Instead of providing some type of safety testing, Uber has pushed drivers to lease or buy new cars, at their own cost, and through Uber financing. Uber, et al, are gambling on the idea that with consumers on their side, states, cities and municipalities such as Princeton will choose not to fight back. They have been mostly proved right.

One city that has chosen to fight back is Hoboken. A crackdown on Uber in the city (the closet thing you can get to a ban on an already illegal service) means police in Hoboken will pull over any Uber car and the passenger will not be able to go any further, and the driver will be fined for driving an unlicensed taxi.

This is not something Princeton is keen to consider. Councilwoman Crumiller says that the Princeton Police are not about to start a crackdown on Uber and picking a fight with the company is a lose-lose situation for a town such as Princeton. Uber has already brought their legal heavyweights to bear on cities and towns around the country, and, as Strauss says, it is not a fight that residents really want the council to fight.

For Crumiller though, she feels these companies are keeping money for themselves that should really come into the local economy. “These services are good, but they are not sharing. The corporations make money, but the town doesn’t,” she said.

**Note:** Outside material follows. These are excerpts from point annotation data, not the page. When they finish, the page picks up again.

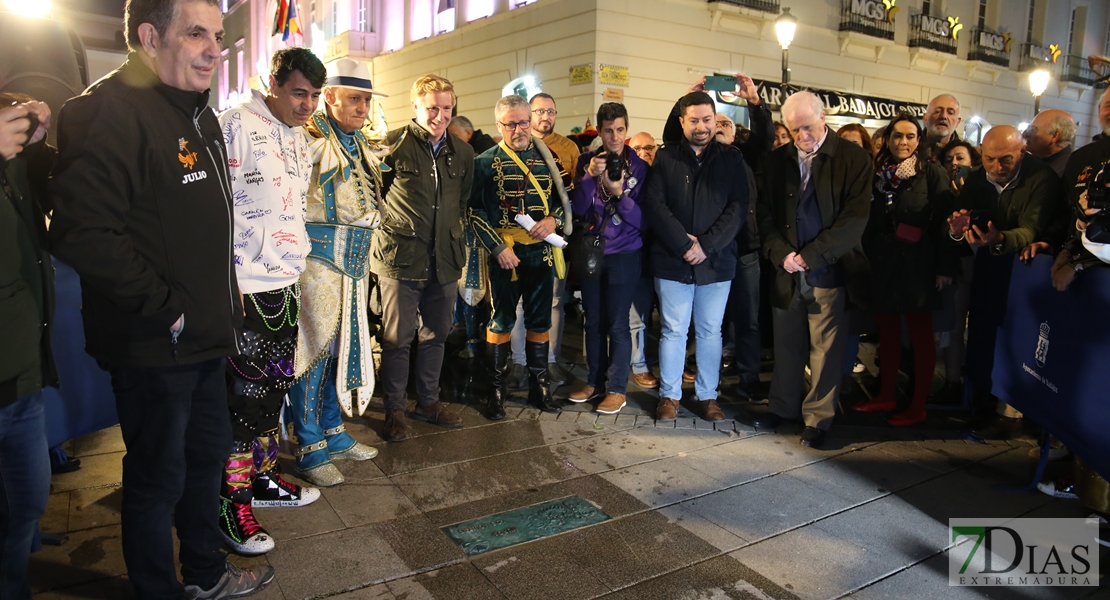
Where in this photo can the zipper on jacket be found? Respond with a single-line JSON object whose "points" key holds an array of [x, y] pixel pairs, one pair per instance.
{"points": [[224, 186]]}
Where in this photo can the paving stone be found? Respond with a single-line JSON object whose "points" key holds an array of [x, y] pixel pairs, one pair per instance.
{"points": [[537, 571], [96, 470], [448, 485], [456, 582], [96, 507], [361, 502], [766, 507], [663, 482], [86, 557], [716, 579]]}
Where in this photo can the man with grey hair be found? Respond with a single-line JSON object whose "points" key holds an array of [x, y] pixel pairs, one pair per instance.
{"points": [[514, 206], [941, 123], [1049, 138], [813, 209], [464, 130]]}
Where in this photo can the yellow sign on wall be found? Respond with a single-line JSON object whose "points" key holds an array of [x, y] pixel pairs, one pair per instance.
{"points": [[608, 74], [582, 73]]}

Importantly, Uber, Airbnb and others have just made what was already available easily accessible. Unlicensed taxis and subletting have been around since these laws were first enacted. Ubiquitous smartphone technology and apps have just significantly lowered the transaction costs of such businesses, allowing them almost limitless access to consumers for little outlay.

Rather than fight to ban companies such as Uber that are competing with them, taxi companies and other traditional providers finding themselves on the wrong end of this new economy should look at the innovations such apps have brought to the marketplace and take them on board. Easy payment systems, rating systems and even surge pricing can help older companies compete properly. They need a change in the regulations as much as Uber.

Another Princeton professor, Alan Krueger, has recently published a joint paper with Uber, looking at who signs up to drive for the company, and how well they do. His findings: Uber drivers are more highly educated and younger than taxi drivers.

They are also more likely to be women. He suggests that what is standing in the way of taxi drivers is also what is standing in the way of Uber. “States and municipalities can make it easier for people to become for-hire drivers. If someone with a driver’s license can drive their friend or a loved one to the airport, why can’t they drive someone who pays them for a ride to the airport?” Krueger said.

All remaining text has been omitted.